Mark Livingstone on Twitter: “Mortgage rates go up like a rocket, but come down like a parachute, no worry here, with low inventory and record appreciation there are those that will be taking out #mortgage loans #RealEstate”
Mortgage rates this week jumped to their highest level since 2011, signaling a shift from a period of ultra-cheap loans to a higher-rate environment that could slow home price appreciation and squeeze first-time buyers.
The average rate for a 30-year fixed-rate mortgage rose to 4.61% this week from 4.55% last week, according to data released by mortgage-finance giant Freddie Mac.
The jump this year reflects an abrupt departure from a long period of declining rates that began during the financial crisis. Rates bottomed out in late 2012 at 3.31% and clocked in at 3.99% as recently as January.
The spike this year has been faster than many economists predicted as a surging economy, the prospect of wage gains and a steep rise in prices for commodities such as lumber and gasoline stoke inflation worries.
“There’s been a regime shift in the way the market is thinking about rates.
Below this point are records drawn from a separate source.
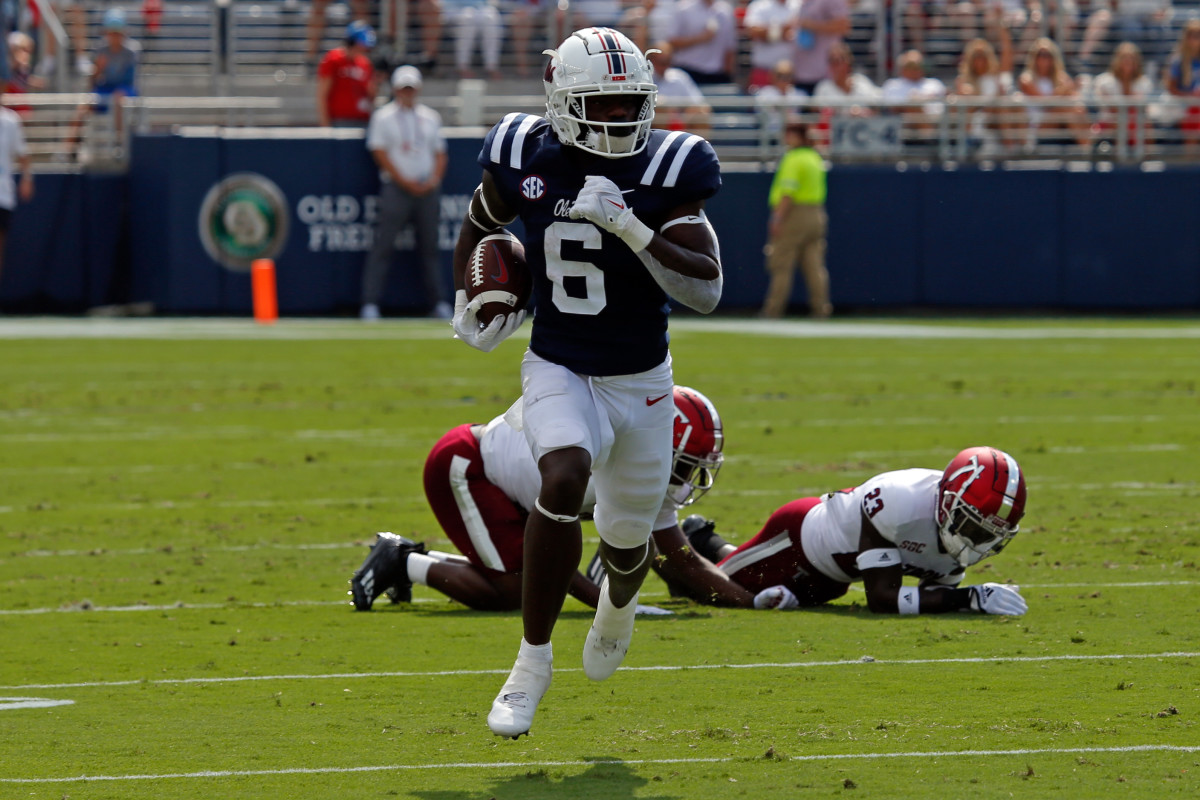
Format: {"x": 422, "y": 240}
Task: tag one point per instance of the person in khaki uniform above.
{"x": 797, "y": 229}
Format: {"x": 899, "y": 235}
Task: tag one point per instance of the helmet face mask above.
{"x": 981, "y": 504}
{"x": 699, "y": 439}
{"x": 591, "y": 70}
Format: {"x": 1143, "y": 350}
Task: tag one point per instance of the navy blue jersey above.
{"x": 598, "y": 310}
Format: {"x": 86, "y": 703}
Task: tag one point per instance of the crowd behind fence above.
{"x": 237, "y": 62}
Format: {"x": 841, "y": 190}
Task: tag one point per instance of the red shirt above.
{"x": 349, "y": 94}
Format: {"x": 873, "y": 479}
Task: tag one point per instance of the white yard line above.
{"x": 444, "y": 673}
{"x": 613, "y": 762}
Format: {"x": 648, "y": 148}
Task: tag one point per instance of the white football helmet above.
{"x": 599, "y": 62}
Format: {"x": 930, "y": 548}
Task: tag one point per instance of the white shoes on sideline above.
{"x": 513, "y": 709}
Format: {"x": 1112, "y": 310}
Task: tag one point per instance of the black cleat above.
{"x": 703, "y": 537}
{"x": 385, "y": 569}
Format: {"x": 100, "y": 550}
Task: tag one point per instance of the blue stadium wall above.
{"x": 1122, "y": 239}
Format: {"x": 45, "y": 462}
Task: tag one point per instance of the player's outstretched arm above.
{"x": 703, "y": 582}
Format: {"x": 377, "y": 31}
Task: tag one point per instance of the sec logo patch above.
{"x": 533, "y": 187}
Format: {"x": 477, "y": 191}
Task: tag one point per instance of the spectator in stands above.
{"x": 648, "y": 20}
{"x": 1183, "y": 80}
{"x": 705, "y": 40}
{"x": 12, "y": 151}
{"x": 797, "y": 228}
{"x": 844, "y": 83}
{"x": 822, "y": 23}
{"x": 346, "y": 80}
{"x": 114, "y": 77}
{"x": 317, "y": 10}
{"x": 769, "y": 100}
{"x": 1055, "y": 19}
{"x": 771, "y": 26}
{"x": 21, "y": 74}
{"x": 1045, "y": 76}
{"x": 405, "y": 139}
{"x": 475, "y": 20}
{"x": 681, "y": 103}
{"x": 1127, "y": 79}
{"x": 75, "y": 19}
{"x": 1143, "y": 22}
{"x": 985, "y": 76}
{"x": 915, "y": 94}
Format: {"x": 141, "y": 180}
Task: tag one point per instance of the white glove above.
{"x": 466, "y": 324}
{"x": 778, "y": 597}
{"x": 997, "y": 599}
{"x": 601, "y": 203}
{"x": 651, "y": 611}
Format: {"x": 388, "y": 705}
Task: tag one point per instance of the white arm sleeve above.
{"x": 696, "y": 294}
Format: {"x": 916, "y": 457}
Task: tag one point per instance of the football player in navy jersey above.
{"x": 615, "y": 227}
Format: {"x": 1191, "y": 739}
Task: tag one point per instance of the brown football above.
{"x": 497, "y": 272}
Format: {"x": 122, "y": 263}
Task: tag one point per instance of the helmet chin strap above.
{"x": 604, "y": 142}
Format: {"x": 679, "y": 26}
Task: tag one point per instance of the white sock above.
{"x": 535, "y": 651}
{"x": 419, "y": 567}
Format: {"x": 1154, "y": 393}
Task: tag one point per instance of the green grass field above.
{"x": 181, "y": 504}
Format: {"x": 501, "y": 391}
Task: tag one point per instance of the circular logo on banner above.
{"x": 244, "y": 216}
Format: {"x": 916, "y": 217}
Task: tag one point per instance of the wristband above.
{"x": 909, "y": 600}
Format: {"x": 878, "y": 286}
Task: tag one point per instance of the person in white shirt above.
{"x": 705, "y": 38}
{"x": 913, "y": 90}
{"x": 1126, "y": 78}
{"x": 779, "y": 98}
{"x": 405, "y": 139}
{"x": 844, "y": 83}
{"x": 12, "y": 151}
{"x": 771, "y": 26}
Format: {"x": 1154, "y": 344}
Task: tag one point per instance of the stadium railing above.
{"x": 959, "y": 130}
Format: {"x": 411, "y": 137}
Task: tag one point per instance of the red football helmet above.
{"x": 699, "y": 439}
{"x": 981, "y": 500}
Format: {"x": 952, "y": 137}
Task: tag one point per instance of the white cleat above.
{"x": 612, "y": 630}
{"x": 517, "y": 702}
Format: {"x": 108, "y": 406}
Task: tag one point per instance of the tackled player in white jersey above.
{"x": 481, "y": 481}
{"x": 922, "y": 523}
{"x": 615, "y": 228}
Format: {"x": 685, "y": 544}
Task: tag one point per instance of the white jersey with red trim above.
{"x": 903, "y": 507}
{"x": 509, "y": 464}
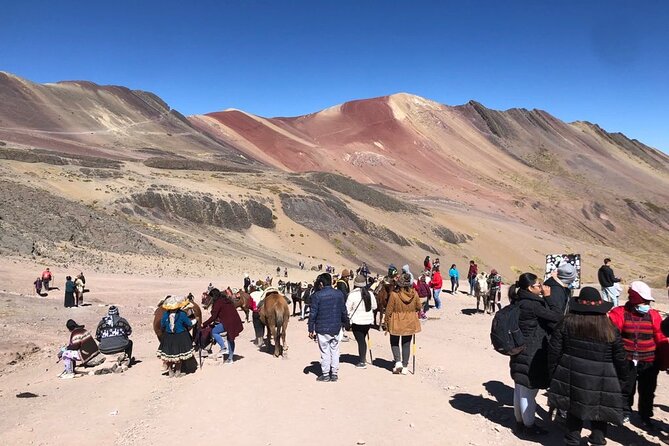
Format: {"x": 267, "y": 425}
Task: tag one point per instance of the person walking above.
{"x": 471, "y": 276}
{"x": 607, "y": 281}
{"x": 586, "y": 360}
{"x": 455, "y": 278}
{"x": 227, "y": 322}
{"x": 639, "y": 326}
{"x": 360, "y": 306}
{"x": 112, "y": 334}
{"x": 529, "y": 368}
{"x": 402, "y": 321}
{"x": 70, "y": 300}
{"x": 327, "y": 316}
{"x": 436, "y": 282}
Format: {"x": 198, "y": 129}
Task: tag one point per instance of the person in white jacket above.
{"x": 360, "y": 306}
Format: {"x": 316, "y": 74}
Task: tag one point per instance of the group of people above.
{"x": 590, "y": 354}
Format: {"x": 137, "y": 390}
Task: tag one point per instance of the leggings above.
{"x": 360, "y": 334}
{"x": 395, "y": 347}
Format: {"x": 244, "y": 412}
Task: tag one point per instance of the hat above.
{"x": 639, "y": 292}
{"x": 174, "y": 303}
{"x": 566, "y": 273}
{"x": 71, "y": 325}
{"x": 404, "y": 280}
{"x": 360, "y": 281}
{"x": 589, "y": 301}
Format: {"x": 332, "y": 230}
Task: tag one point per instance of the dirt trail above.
{"x": 460, "y": 395}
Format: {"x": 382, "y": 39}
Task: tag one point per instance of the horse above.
{"x": 481, "y": 290}
{"x": 274, "y": 314}
{"x": 193, "y": 311}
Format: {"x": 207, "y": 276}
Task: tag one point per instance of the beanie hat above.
{"x": 566, "y": 273}
{"x": 639, "y": 292}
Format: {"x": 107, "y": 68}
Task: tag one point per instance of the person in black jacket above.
{"x": 586, "y": 359}
{"x": 529, "y": 368}
{"x": 607, "y": 281}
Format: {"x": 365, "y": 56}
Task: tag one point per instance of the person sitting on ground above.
{"x": 112, "y": 334}
{"x": 176, "y": 344}
{"x": 402, "y": 321}
{"x": 640, "y": 327}
{"x": 586, "y": 360}
{"x": 360, "y": 307}
{"x": 82, "y": 347}
{"x": 228, "y": 323}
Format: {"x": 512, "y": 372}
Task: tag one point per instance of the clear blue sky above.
{"x": 602, "y": 61}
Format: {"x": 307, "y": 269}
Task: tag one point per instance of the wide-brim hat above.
{"x": 174, "y": 302}
{"x": 589, "y": 301}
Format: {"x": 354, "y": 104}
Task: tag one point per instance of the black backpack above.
{"x": 505, "y": 333}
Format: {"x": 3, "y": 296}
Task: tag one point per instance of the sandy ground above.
{"x": 461, "y": 393}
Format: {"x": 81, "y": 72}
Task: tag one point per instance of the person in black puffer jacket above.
{"x": 586, "y": 359}
{"x": 529, "y": 368}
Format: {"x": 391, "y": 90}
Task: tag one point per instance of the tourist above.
{"x": 529, "y": 368}
{"x": 560, "y": 282}
{"x": 607, "y": 281}
{"x": 327, "y": 316}
{"x": 82, "y": 347}
{"x": 69, "y": 293}
{"x": 639, "y": 326}
{"x": 455, "y": 278}
{"x": 586, "y": 360}
{"x": 360, "y": 306}
{"x": 176, "y": 345}
{"x": 402, "y": 321}
{"x": 227, "y": 321}
{"x": 112, "y": 334}
{"x": 436, "y": 282}
{"x": 471, "y": 276}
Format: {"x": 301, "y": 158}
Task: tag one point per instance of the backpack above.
{"x": 505, "y": 333}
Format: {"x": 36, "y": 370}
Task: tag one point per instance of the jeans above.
{"x": 329, "y": 347}
{"x": 645, "y": 374}
{"x": 360, "y": 334}
{"x": 610, "y": 294}
{"x": 524, "y": 404}
{"x": 216, "y": 333}
{"x": 437, "y": 300}
{"x": 574, "y": 426}
{"x": 395, "y": 347}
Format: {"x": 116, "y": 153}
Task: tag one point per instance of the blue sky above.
{"x": 601, "y": 61}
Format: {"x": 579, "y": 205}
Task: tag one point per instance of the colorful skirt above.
{"x": 175, "y": 347}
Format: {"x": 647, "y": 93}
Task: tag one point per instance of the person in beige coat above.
{"x": 402, "y": 321}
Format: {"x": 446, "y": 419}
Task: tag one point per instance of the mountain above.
{"x": 126, "y": 182}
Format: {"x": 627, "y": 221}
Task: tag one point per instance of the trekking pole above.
{"x": 414, "y": 354}
{"x": 369, "y": 346}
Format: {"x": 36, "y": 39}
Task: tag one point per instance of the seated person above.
{"x": 112, "y": 334}
{"x": 82, "y": 347}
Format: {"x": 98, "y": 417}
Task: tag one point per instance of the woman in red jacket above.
{"x": 228, "y": 323}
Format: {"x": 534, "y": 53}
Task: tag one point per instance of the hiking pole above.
{"x": 414, "y": 355}
{"x": 369, "y": 346}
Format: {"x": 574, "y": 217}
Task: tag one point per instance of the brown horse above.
{"x": 192, "y": 310}
{"x": 274, "y": 314}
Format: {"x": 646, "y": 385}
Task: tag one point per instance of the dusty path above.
{"x": 460, "y": 395}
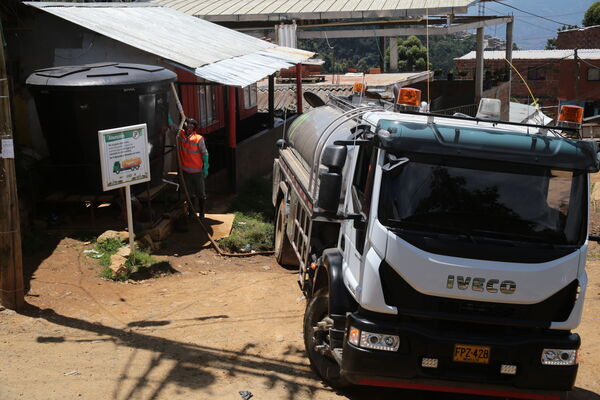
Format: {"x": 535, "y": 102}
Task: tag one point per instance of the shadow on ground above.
{"x": 192, "y": 364}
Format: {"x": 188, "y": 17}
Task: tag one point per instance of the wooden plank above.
{"x": 11, "y": 262}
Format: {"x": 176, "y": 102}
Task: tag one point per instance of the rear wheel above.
{"x": 284, "y": 253}
{"x": 316, "y": 340}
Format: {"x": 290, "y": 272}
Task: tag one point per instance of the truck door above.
{"x": 353, "y": 235}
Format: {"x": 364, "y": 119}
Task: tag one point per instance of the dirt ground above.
{"x": 216, "y": 327}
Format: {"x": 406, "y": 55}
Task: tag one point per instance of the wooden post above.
{"x": 232, "y": 130}
{"x": 393, "y": 54}
{"x": 11, "y": 262}
{"x": 382, "y": 53}
{"x": 272, "y": 101}
{"x": 299, "y": 88}
{"x": 231, "y": 127}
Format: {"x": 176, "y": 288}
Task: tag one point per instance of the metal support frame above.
{"x": 271, "y": 101}
{"x": 508, "y": 56}
{"x": 479, "y": 66}
{"x": 299, "y": 88}
{"x": 403, "y": 31}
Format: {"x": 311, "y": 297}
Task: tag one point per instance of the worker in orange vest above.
{"x": 194, "y": 163}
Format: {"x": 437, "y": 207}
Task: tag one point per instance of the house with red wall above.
{"x": 553, "y": 77}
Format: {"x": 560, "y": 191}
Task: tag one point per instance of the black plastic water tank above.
{"x": 75, "y": 102}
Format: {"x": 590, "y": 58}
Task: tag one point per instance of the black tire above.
{"x": 284, "y": 252}
{"x": 324, "y": 365}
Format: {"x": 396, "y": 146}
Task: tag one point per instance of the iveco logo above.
{"x": 480, "y": 284}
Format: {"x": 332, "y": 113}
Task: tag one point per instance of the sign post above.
{"x": 124, "y": 161}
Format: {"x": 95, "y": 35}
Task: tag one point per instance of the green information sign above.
{"x": 124, "y": 156}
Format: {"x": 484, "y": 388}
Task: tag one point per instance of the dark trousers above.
{"x": 195, "y": 186}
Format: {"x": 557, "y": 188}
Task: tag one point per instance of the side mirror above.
{"x": 394, "y": 162}
{"x": 330, "y": 182}
{"x": 360, "y": 223}
{"x": 330, "y": 188}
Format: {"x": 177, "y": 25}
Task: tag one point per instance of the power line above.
{"x": 530, "y": 13}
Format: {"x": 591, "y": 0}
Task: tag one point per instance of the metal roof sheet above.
{"x": 338, "y": 85}
{"x": 238, "y": 10}
{"x": 213, "y": 52}
{"x": 587, "y": 54}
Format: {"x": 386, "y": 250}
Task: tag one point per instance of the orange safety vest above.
{"x": 190, "y": 155}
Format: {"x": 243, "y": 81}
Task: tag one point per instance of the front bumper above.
{"x": 403, "y": 368}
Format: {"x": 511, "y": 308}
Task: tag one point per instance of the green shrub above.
{"x": 249, "y": 233}
{"x": 253, "y": 224}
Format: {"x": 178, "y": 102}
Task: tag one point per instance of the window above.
{"x": 207, "y": 104}
{"x": 536, "y": 74}
{"x": 250, "y": 96}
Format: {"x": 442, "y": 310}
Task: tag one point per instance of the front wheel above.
{"x": 316, "y": 340}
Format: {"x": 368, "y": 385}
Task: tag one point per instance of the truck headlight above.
{"x": 559, "y": 357}
{"x": 375, "y": 341}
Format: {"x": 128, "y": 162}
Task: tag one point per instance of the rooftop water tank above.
{"x": 75, "y": 102}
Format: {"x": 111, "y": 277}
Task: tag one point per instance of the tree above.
{"x": 592, "y": 15}
{"x": 552, "y": 43}
{"x": 411, "y": 55}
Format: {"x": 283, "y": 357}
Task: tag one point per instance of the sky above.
{"x": 531, "y": 32}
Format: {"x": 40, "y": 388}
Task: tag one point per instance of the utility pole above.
{"x": 11, "y": 262}
{"x": 577, "y": 74}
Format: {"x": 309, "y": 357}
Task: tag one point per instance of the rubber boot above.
{"x": 201, "y": 208}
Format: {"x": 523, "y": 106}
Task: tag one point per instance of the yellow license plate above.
{"x": 471, "y": 353}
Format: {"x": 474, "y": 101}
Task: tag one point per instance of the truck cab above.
{"x": 436, "y": 253}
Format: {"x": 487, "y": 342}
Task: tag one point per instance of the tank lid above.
{"x": 101, "y": 74}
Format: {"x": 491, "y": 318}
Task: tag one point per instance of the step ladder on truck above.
{"x": 442, "y": 253}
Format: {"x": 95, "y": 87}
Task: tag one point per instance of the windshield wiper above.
{"x": 436, "y": 229}
{"x": 520, "y": 238}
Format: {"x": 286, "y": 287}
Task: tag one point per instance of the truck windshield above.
{"x": 486, "y": 203}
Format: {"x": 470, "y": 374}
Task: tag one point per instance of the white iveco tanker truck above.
{"x": 435, "y": 252}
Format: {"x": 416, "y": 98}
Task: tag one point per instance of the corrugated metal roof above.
{"x": 213, "y": 52}
{"x": 285, "y": 95}
{"x": 587, "y": 54}
{"x": 275, "y": 10}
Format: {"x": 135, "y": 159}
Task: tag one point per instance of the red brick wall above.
{"x": 546, "y": 90}
{"x": 588, "y": 38}
{"x": 588, "y": 90}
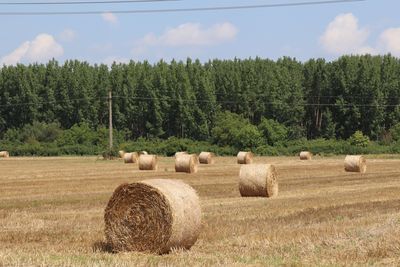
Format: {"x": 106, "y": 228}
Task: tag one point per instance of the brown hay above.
{"x": 153, "y": 216}
{"x": 4, "y": 154}
{"x": 258, "y": 180}
{"x": 355, "y": 164}
{"x": 206, "y": 158}
{"x": 148, "y": 162}
{"x": 245, "y": 157}
{"x": 177, "y": 154}
{"x": 131, "y": 157}
{"x": 186, "y": 163}
{"x": 305, "y": 155}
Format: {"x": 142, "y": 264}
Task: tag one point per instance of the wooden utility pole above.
{"x": 110, "y": 121}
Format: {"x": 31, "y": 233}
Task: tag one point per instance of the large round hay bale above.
{"x": 4, "y": 154}
{"x": 186, "y": 163}
{"x": 355, "y": 164}
{"x": 148, "y": 162}
{"x": 206, "y": 158}
{"x": 152, "y": 216}
{"x": 305, "y": 155}
{"x": 245, "y": 157}
{"x": 177, "y": 154}
{"x": 258, "y": 180}
{"x": 131, "y": 157}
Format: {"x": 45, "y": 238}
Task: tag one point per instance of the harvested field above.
{"x": 51, "y": 213}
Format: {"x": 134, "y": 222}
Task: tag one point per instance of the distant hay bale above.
{"x": 4, "y": 154}
{"x": 258, "y": 180}
{"x": 180, "y": 153}
{"x": 245, "y": 157}
{"x": 206, "y": 158}
{"x": 148, "y": 163}
{"x": 131, "y": 157}
{"x": 355, "y": 164}
{"x": 305, "y": 155}
{"x": 186, "y": 163}
{"x": 153, "y": 216}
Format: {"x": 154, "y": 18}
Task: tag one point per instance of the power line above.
{"x": 175, "y": 10}
{"x": 84, "y": 2}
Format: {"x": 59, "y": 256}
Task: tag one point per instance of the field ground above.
{"x": 51, "y": 214}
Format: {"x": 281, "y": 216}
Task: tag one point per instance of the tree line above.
{"x": 313, "y": 99}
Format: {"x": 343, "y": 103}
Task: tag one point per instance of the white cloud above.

We’ve been waiting for the period [of higher rates] for a while and now it’s finally happening,” said Sam Khater, chief economist at Freddie Mac.
The concern among economists is that higher rates will prompt homeowners to keep their low-rate mortgages rather than trade up for better properties. As rates approach 5%, the risk of the phenomenon known as rate lock grows, economists said.